In [1]:
import pandas as pd
import xarray as xr
import os

# QA Check

In [4]:
# CRYSTAL_FACE_NASA
# Check how many files match with env data 

# compare png files to filenames in merged_env
env_file = '/home/vanessa/hulk/cocpit/final_databases/vgg16/v1.4.0/merged_env/CRYSTAL_FACE_NASA.csv'
png_dir = '/home/vanessa/hulk/cocpit/cpi_data/campaigns/CRYSTAL_FACE_NASA/single_imgs_v1.4.0'
wrf_filelist = '/home/jko/ssl-cpi-analysis/CRYSTAL_FACE_NASA_filelist.txt'
df_env_nasa = pd.read_csv(env_file)
# get list of all files in png_dir
filenames_nasa = [f for f in os.listdir(png_dir) if os.path.isfile(os.path.join(png_dir, f))]
# get matching files and check how many
matches_nasa = df_env_nasa['filename'][df_env_nasa['filename'].isin(filenames_nasa)].tolist()
# narrow down to those matching WRF simulation day (2002-07-28)
with open(wrf_filelist, 'r') as f:
    filenames_wrf = [line.strip() for line in f if line.strip()]
matches_wrf_nasa = list(set(matches_nasa) & set(filenames_wrf))
# Summary of files 
print('File summary: CRYSTAL_FACE_NASA campaign')
print(f'# files in png dir: {len(filenames_nasa)}')
print(f'# files in environmental dataframe: {len(df_env_nasa)}')
print(f'# files that match between the two: {len(matches_nasa)}')
print(f'# matching files within WRF period: {len(matches_wrf_nasa)}')

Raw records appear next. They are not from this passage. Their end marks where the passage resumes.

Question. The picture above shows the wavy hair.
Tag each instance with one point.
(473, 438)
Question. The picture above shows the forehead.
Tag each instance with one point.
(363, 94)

File summary: CRYSTAL_FACE_NASA campaign
# files in png dir: 78152
# files in environmental dataframe: 61858
# files that match between the two: 61858
# matching files within WRF period: 13886


In [5]:
# CRYSTAL_FACE_UND
# Check how many files match with env data 

# compare png files to filenames in merged_env
env_file = '/home/vanessa/hulk/cocpit/final_databases/vgg16/v1.4.0/merged_env/CRYSTAL_FACE_UND.csv'
png_dir = '/home/vanessa/hulk/cocpit/cpi_data/campaigns/CRYSTAL_FACE_UND/single_imgs_v1.4.0'
wrf_filelist = '/home/jko/ssl-cpi-analysis/CRYSTAL_FACE_UND_filelist.txt'
df_env_und = pd.read_csv(env_file)
# get list of all files in png_dir
filenames_und = [f for f in os.listdir(png_dir) if os.path.isfile(os.path.join(png_dir, f))]
# get matching files and check how many
matches_und = df_env_und['filename'][df_env_und['filename'].isin(filenames_und)].tolist()
# narrow down to those matching WRF simulation day (2002-07-28)
with open(wrf_filelist, 'r') as f:
    filenames_wrf = [line.strip() for line in f if line.strip()]
matches_wrf_und = list(set(matches_und) & set(filenames_wrf))
# Summary of files 
print('File summary: CRYSTAL_FACE_UND campaign')
print(f'# files in png dir: {len(filenames_und)}')
print(f'# files in environmental dataframe: {len(df_env_und)}')
print(f'# files that match between the two: {len(matches_und)}')
print(f'# matching files within WRF period: {len(matches_wrf_und)}')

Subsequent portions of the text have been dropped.